Dalam bulan November 1979, Pemerintah Argentina telah memberikan
perlindungan terhadap bekas Presiden Campora yang telah diberikan suaka di
Kedutaan Besar Argentina di Mexico dan berada di sana lebih dari 3 tahun (19761979). Lebih lama lagi terjadi di Kedutaan Besar Amerika Serikat di Budapest
pada waktu diberikan suaka kepada Kardinal Mindszenty, seorang Uskup Besar
Katolik Hongaria dalam tahun 1975 diizinkan untuk meninggalkan Gedung
Kedutaan Besar terbang menuju Roma 19 tahun kemudian. Hal yang tidak kalah
menarik adalah dengan adanya istilah-istilah diplomatik yang akan mempercaya
kosakata kita dalam persistilahan yang ada dalam hukum diplomasi kemudian
tidak lupa pula ditambahakan lampiran-lampiran pada lembaran terakhir buku ini
meliputi mengenai beberapa hal, yaitu:
1. Vienna Convention on Diplomatic Relation and Optional Protocols;
2. Vienna Convention on Consular Relations and Optional Protocols;
3. Vienna Convention on Special Mission and Optional Protocols;
4. Vienna Convention on the Prevention and Punishment of Crimes Againts
Internationally Protected Person, Including Diplomatic Agents;
5. Vienna Convention on the Representation of States in Their Relation with
International;
6. Organization of a Universal Character Resolution of the United Nations
General Assembly.
Menyikapi kelebihan-kelebihan dalam buku yang bertajuk “Hukum
Diplomasi Teori Dan Kasus” ini, ternyata terdapat beberapa kekurangan yang jika
dibandingkan dengan kelebihannya akan memiliki presentase yang jauh lebih
sedikit yakni sekitar 15% dari total keseluruhan isinya. Diantaranya kekurangan
buku ini adalah hanya terfokus pada pembahasan Konvensi Wina tahun1961 dan
1963 sementara konvensi-konvensi diatas hanya terkesan sebagai faktor
pelengkap saja karena tidak adanya pembahasan lebih lanjut tekait konvensikonvensi yang telah dijabarkan tersebut diatas.
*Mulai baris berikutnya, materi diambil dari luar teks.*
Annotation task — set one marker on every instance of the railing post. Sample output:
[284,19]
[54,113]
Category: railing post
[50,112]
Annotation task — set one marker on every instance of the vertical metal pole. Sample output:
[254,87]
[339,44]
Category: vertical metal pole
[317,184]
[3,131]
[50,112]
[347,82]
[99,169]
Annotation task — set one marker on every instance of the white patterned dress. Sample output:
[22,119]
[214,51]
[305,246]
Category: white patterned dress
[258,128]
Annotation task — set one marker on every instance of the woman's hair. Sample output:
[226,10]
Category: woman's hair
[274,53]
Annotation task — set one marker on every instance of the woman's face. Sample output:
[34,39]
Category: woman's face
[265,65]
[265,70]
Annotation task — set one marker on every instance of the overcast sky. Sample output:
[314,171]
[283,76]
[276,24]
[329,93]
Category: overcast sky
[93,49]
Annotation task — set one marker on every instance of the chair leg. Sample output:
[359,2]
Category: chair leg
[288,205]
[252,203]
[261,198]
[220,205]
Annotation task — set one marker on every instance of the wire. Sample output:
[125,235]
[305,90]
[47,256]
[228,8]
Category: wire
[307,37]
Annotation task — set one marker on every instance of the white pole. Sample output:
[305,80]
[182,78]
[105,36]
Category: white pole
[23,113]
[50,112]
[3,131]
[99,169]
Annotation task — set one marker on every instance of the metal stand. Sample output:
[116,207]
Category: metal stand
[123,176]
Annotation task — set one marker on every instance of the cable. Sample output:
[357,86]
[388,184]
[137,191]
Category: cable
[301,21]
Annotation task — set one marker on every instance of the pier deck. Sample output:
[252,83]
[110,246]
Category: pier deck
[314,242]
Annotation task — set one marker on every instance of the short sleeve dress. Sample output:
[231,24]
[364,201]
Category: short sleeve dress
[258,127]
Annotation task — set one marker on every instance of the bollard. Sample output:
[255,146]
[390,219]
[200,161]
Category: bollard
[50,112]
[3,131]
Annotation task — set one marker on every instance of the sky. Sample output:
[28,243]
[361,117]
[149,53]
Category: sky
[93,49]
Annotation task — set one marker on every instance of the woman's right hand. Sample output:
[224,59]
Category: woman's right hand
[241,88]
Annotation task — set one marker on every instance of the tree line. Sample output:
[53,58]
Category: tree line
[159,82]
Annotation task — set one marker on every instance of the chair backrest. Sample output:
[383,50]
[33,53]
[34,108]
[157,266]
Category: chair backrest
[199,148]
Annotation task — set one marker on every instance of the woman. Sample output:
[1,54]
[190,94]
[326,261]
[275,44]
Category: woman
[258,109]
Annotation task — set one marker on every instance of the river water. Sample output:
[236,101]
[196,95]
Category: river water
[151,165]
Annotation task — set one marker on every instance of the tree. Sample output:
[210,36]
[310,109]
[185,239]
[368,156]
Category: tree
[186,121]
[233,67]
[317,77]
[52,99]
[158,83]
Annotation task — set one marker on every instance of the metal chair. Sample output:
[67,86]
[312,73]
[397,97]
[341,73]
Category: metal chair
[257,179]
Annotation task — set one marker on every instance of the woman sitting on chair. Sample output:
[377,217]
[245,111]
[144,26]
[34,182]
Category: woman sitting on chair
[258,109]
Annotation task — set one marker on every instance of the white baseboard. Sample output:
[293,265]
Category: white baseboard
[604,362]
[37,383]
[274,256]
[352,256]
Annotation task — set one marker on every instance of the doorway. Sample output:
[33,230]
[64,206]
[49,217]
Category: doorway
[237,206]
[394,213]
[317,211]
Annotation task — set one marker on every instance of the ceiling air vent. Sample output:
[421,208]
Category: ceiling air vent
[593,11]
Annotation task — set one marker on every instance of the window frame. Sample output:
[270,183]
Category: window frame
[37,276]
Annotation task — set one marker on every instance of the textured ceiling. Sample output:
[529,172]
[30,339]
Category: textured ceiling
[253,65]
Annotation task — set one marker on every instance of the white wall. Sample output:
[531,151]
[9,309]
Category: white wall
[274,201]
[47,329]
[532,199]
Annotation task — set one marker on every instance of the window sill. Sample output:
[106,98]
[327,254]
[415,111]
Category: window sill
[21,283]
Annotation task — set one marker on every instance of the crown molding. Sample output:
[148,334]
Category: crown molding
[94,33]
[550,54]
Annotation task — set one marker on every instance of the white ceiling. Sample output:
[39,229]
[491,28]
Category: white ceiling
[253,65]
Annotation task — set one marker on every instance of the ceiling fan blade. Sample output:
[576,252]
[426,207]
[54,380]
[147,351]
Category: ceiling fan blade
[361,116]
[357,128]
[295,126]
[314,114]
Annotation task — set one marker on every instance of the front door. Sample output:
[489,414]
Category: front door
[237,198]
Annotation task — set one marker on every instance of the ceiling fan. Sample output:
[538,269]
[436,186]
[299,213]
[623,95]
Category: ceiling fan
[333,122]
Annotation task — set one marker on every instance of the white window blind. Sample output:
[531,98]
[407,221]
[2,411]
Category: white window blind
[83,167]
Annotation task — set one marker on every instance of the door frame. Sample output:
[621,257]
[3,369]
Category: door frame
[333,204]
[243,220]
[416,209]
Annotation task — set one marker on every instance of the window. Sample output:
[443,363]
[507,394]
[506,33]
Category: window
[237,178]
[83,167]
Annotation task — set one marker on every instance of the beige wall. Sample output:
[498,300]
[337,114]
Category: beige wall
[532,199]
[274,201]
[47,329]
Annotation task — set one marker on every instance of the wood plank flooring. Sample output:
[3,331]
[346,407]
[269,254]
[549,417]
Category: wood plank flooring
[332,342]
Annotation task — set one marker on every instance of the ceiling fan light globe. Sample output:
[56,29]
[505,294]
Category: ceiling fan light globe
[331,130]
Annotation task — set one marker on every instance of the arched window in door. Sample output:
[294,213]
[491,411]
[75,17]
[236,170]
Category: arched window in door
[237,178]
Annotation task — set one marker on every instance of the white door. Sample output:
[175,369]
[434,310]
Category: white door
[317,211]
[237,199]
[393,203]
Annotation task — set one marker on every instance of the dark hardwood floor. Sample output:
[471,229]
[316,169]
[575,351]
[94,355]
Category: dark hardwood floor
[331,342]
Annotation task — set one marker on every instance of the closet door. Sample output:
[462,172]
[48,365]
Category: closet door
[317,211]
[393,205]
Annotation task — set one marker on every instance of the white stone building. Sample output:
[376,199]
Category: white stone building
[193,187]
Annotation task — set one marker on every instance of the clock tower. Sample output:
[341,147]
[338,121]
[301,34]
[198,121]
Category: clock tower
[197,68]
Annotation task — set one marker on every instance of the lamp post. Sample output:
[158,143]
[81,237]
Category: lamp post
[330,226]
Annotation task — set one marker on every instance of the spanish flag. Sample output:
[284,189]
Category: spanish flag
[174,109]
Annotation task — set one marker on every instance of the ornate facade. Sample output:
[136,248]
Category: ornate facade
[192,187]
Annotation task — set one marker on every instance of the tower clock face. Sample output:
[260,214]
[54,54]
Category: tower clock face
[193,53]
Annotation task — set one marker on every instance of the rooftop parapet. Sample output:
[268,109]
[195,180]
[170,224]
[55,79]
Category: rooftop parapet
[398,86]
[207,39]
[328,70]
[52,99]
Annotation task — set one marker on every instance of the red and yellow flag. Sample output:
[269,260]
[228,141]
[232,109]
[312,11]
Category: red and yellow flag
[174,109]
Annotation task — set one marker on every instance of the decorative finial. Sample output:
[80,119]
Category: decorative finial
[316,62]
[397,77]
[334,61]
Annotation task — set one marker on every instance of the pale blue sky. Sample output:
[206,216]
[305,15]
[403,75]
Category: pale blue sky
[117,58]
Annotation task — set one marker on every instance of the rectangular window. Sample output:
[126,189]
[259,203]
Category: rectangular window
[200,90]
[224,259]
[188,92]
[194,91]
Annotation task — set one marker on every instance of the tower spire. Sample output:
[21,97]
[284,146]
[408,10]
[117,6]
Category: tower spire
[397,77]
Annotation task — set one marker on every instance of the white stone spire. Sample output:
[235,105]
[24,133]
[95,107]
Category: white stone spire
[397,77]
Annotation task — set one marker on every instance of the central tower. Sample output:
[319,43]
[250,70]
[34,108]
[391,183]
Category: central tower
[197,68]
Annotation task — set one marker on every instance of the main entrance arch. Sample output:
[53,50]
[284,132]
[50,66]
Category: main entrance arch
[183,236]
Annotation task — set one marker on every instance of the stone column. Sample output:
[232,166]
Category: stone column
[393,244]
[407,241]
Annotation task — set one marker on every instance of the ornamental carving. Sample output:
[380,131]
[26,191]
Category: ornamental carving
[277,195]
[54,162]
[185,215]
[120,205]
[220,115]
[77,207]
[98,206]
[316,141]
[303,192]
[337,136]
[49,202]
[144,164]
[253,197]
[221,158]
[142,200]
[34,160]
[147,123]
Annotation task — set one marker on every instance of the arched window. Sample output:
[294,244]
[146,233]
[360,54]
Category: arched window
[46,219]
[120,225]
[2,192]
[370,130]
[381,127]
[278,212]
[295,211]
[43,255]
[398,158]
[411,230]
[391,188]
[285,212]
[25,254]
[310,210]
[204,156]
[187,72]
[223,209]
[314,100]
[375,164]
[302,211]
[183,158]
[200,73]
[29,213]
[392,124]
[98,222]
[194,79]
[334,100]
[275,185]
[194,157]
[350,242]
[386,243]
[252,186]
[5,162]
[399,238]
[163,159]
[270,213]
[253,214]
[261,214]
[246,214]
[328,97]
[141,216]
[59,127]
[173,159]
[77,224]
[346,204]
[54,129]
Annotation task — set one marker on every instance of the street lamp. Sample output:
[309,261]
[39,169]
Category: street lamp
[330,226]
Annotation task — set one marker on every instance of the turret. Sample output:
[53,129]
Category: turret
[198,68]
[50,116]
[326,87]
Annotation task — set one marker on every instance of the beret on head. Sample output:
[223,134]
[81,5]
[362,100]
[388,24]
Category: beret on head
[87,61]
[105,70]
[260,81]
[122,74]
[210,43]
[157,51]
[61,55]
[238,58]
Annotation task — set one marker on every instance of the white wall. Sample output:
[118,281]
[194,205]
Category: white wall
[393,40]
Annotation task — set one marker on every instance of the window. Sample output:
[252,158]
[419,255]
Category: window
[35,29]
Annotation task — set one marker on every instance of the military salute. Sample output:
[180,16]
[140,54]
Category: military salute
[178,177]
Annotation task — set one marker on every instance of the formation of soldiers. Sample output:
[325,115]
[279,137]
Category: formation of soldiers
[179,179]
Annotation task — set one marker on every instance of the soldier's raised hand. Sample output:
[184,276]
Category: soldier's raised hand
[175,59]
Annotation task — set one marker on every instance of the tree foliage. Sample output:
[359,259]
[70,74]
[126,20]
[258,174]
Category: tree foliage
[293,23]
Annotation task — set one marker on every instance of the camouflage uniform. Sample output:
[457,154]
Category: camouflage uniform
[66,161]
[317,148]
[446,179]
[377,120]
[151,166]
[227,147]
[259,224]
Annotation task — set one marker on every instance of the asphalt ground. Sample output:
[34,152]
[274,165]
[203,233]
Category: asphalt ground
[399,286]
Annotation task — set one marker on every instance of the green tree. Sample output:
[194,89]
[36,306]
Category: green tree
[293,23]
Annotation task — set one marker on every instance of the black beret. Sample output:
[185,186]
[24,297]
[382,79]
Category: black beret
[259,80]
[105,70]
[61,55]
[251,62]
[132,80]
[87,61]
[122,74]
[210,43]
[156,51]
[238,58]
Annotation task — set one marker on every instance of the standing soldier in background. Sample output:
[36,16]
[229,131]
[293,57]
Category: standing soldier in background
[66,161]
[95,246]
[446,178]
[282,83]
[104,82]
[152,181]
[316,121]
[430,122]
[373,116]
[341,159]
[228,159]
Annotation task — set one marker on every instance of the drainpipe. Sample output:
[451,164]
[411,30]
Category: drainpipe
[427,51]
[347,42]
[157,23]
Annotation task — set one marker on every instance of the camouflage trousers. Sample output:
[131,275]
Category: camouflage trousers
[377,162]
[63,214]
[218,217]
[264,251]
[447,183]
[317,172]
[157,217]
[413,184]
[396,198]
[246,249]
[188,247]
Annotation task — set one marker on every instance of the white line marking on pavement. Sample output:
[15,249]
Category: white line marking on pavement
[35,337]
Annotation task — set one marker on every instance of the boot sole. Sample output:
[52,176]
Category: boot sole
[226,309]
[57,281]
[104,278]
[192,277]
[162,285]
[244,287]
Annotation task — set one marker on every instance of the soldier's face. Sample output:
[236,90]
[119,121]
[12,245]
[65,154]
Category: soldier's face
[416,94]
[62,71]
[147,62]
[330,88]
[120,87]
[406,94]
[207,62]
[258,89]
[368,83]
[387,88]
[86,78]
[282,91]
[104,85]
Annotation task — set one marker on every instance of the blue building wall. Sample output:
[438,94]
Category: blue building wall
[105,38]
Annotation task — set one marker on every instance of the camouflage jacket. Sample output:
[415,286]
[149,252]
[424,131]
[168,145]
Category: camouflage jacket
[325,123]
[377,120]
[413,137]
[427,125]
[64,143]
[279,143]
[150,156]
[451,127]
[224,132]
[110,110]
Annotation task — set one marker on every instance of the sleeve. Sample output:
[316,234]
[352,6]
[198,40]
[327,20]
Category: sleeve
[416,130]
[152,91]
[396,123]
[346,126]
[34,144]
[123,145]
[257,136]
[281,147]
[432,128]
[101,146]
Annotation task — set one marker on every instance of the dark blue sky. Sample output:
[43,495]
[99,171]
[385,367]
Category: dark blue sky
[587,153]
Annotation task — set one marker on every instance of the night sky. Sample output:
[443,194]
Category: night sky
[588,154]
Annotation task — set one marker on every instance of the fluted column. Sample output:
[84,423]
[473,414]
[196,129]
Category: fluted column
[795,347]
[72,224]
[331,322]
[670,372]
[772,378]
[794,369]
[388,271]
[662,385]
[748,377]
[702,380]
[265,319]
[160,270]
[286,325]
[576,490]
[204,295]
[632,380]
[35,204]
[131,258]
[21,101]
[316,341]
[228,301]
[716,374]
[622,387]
Kemudian dari total 300 jumlah halaman keseluruhan muatan materi ini
ternyata hanya 52% saja yakni hanya sampai pada halaman 1-160 kemudian
pemabaca hanya akan melihat lampiran konvensi-konvensi yang tidak diberi
penjelasan lebih lanjut dan menggunakan bahasa inggris yang tentunya
menyulitkan pembaca yang kurang berkompeten dalam berbahasa inggris
seharusnya perlu di tambahkan konvensi-konvensi yang telah diserap dan
diterjemahkan kedalam bahasa Indonesia agar mudah dipahami. Demikianlah
hasil review buku ini, akhir kata penulis mengucapkan syukur kepada Tuhan Yang
Maha Esa karena dalam rentang waktu 7 hari penulis telah menyelesaikan
pengkajian buku ini yang telah penulis rangkum dalam bentuk upaya mengkritisi
isi buku ini sebagai bentuk review buku yang bertujuan untuk menambah
wawasan penulis dan pembaca khususnya dalam lingkup jurusan ilmu hukum,
sekaligus pemenuhan nilai mata kuliah Hukum Internasional.